StandardAnalyzer does not index pure numbers. It will index alphanumeric
tokens and numbers that are connected with one of: "_"|"-"|"/"|"."|"," If
you wish to index pure numbers you might want to add another regex to
StandardAnalyzer that recognizes a series of digits - don't forget to add
the new token type to the grammar lower in the StandardTokenizer.jj file.

Thanks for taking time to answer me. The problem is that I'm not allowed
to post code due to a confidentiality contract that I was required to sign.
I'll try to see if I can get a special permission to post code since I'm
wasting so much time trying to find the answer to this.

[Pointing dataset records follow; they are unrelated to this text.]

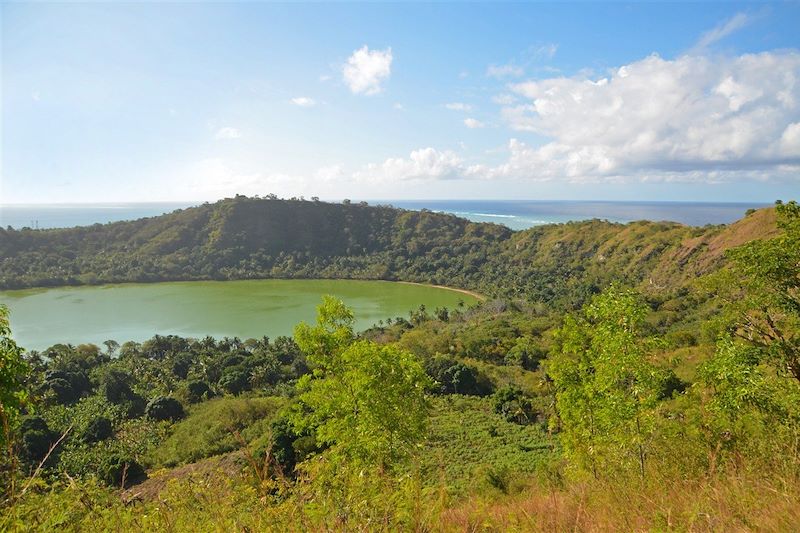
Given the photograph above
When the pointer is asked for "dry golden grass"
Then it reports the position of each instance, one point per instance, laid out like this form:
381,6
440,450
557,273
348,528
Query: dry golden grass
729,503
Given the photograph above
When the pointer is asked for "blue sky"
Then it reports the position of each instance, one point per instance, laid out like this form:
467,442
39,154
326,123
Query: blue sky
146,102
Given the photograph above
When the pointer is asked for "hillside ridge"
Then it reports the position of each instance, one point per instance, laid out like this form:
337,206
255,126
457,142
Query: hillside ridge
246,238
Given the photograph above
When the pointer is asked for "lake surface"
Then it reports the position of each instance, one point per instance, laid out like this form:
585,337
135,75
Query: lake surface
516,214
245,309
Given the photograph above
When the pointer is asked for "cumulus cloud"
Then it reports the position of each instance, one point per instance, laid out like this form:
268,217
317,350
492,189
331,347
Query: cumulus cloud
228,133
690,114
504,71
504,99
422,164
736,22
304,101
367,69
458,106
690,119
547,51
330,173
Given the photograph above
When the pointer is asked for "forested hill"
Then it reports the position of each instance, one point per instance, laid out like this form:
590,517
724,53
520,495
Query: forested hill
243,237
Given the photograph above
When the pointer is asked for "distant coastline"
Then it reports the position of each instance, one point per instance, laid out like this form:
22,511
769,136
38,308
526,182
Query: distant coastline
477,295
515,214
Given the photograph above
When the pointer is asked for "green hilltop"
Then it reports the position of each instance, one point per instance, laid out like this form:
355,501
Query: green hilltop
243,238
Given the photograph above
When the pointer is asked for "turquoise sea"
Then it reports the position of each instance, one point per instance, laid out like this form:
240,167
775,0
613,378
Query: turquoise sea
516,214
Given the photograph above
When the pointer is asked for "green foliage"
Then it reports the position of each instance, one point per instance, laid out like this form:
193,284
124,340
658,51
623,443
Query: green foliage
606,388
453,377
209,429
366,401
164,408
12,371
198,391
514,405
469,442
761,293
99,428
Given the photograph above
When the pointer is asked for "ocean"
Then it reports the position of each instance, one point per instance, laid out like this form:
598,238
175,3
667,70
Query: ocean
516,214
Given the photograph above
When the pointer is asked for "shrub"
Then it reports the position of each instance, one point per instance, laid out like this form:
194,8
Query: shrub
198,391
118,470
98,429
36,439
207,430
235,379
454,377
164,408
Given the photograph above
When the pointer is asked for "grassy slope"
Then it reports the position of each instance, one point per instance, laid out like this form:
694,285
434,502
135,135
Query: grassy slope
246,238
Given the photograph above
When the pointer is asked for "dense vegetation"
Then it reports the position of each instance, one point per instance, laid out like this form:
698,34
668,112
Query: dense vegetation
243,238
649,381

I tried looking for each time the query is touched and numbers are still
present in the query. I don't know if it's the analyzer, but if it was,
woundl't the numbers be cut out of the index completely ? As I said in my
1st post, they are "findable" with Lukeall. If I read right, the
FrenchAnalyzer included in lucene is supposed to be based on
StandardAnalyzer so I really fail to see what is going wrong. Might it be
the fact that the tokenizer used is Stringtokenizer and not Tokenstream ?
The numbers are tokenized, and in the returned query they are present....

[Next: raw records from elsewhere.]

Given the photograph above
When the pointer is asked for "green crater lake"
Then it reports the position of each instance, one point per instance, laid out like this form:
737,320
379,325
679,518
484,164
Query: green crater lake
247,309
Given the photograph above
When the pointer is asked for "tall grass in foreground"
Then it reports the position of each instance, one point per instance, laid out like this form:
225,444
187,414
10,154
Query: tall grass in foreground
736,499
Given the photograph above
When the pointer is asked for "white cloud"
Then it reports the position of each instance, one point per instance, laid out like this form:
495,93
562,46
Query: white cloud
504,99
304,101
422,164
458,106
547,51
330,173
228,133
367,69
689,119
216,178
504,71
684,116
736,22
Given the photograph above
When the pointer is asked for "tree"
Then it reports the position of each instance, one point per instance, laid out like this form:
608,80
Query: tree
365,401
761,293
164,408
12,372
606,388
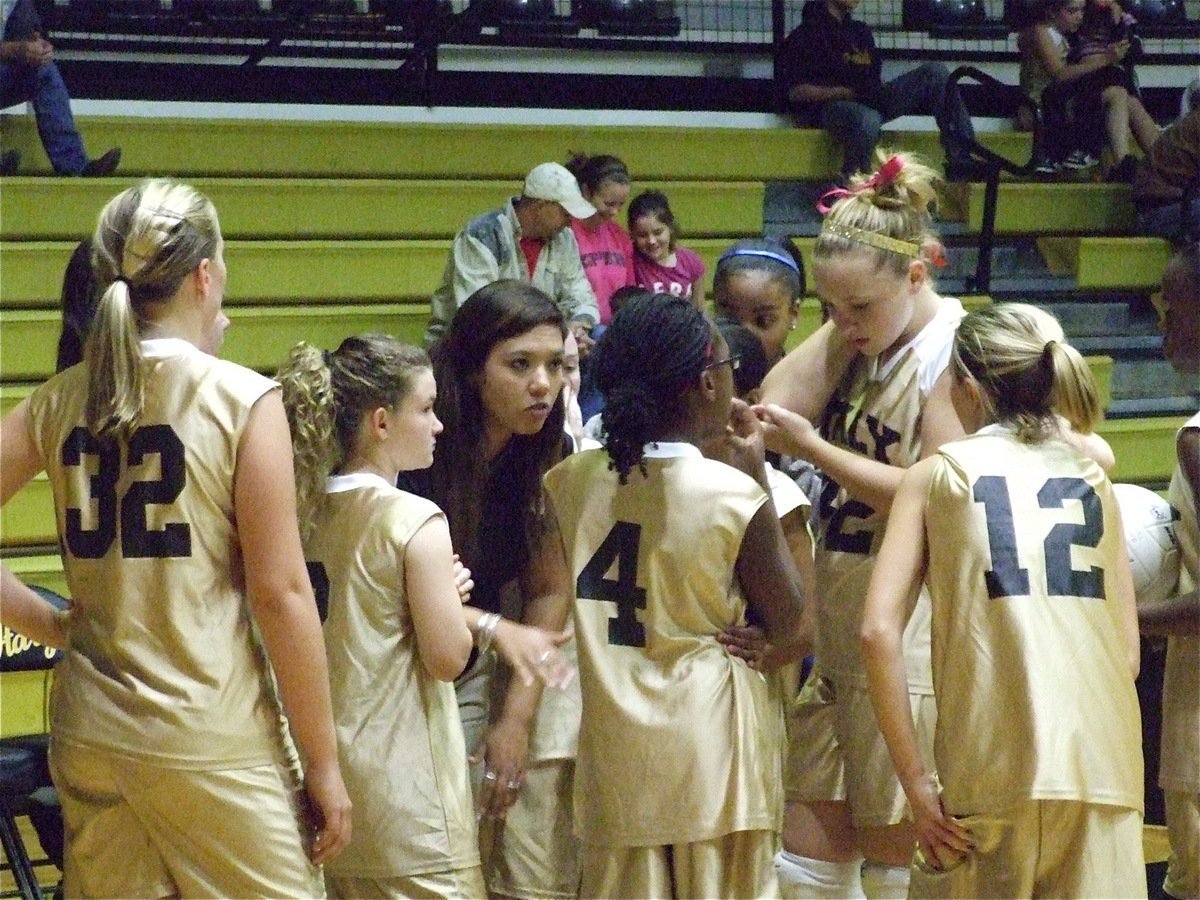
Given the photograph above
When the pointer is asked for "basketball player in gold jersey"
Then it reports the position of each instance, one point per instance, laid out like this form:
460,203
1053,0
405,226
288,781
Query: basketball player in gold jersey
677,789
1038,785
172,475
863,399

I really don't know where they get zapped out of existence...

Thanks again for helping.

Hard to tell without seeing any code.  Perhaps numbers are being removed
from the query string
during search.
Make sure the same or at least "compatible" Analyzer is used during both
indexing and querying.
Grab the code from Lucene in Action .... hm, may be down at
the moment, but
that's where you can get the code normally.  The code includes some
classes that let you run
a query string through a set of Analyzers and see how each of them behaves
and what it does
to a query.


Hi, I recently started an internship and I've been asked to fix their
search engine so numbers are searched. At first, I thought it was the
Analyzer that wasn't working right, but we're using StandardAnalyzer and
the numbers are indexed (I checked with Lukeall). Then I thought they
are not tokenized during the search, but they are. They just seem to be
ignored for some reason. Did anyone experienced something similar ? If
so, how can I fix this ? It's probably something that would jump in my
face if it was alive, but I just can't see it. Can anyone help me ? It
would be very much appreciated.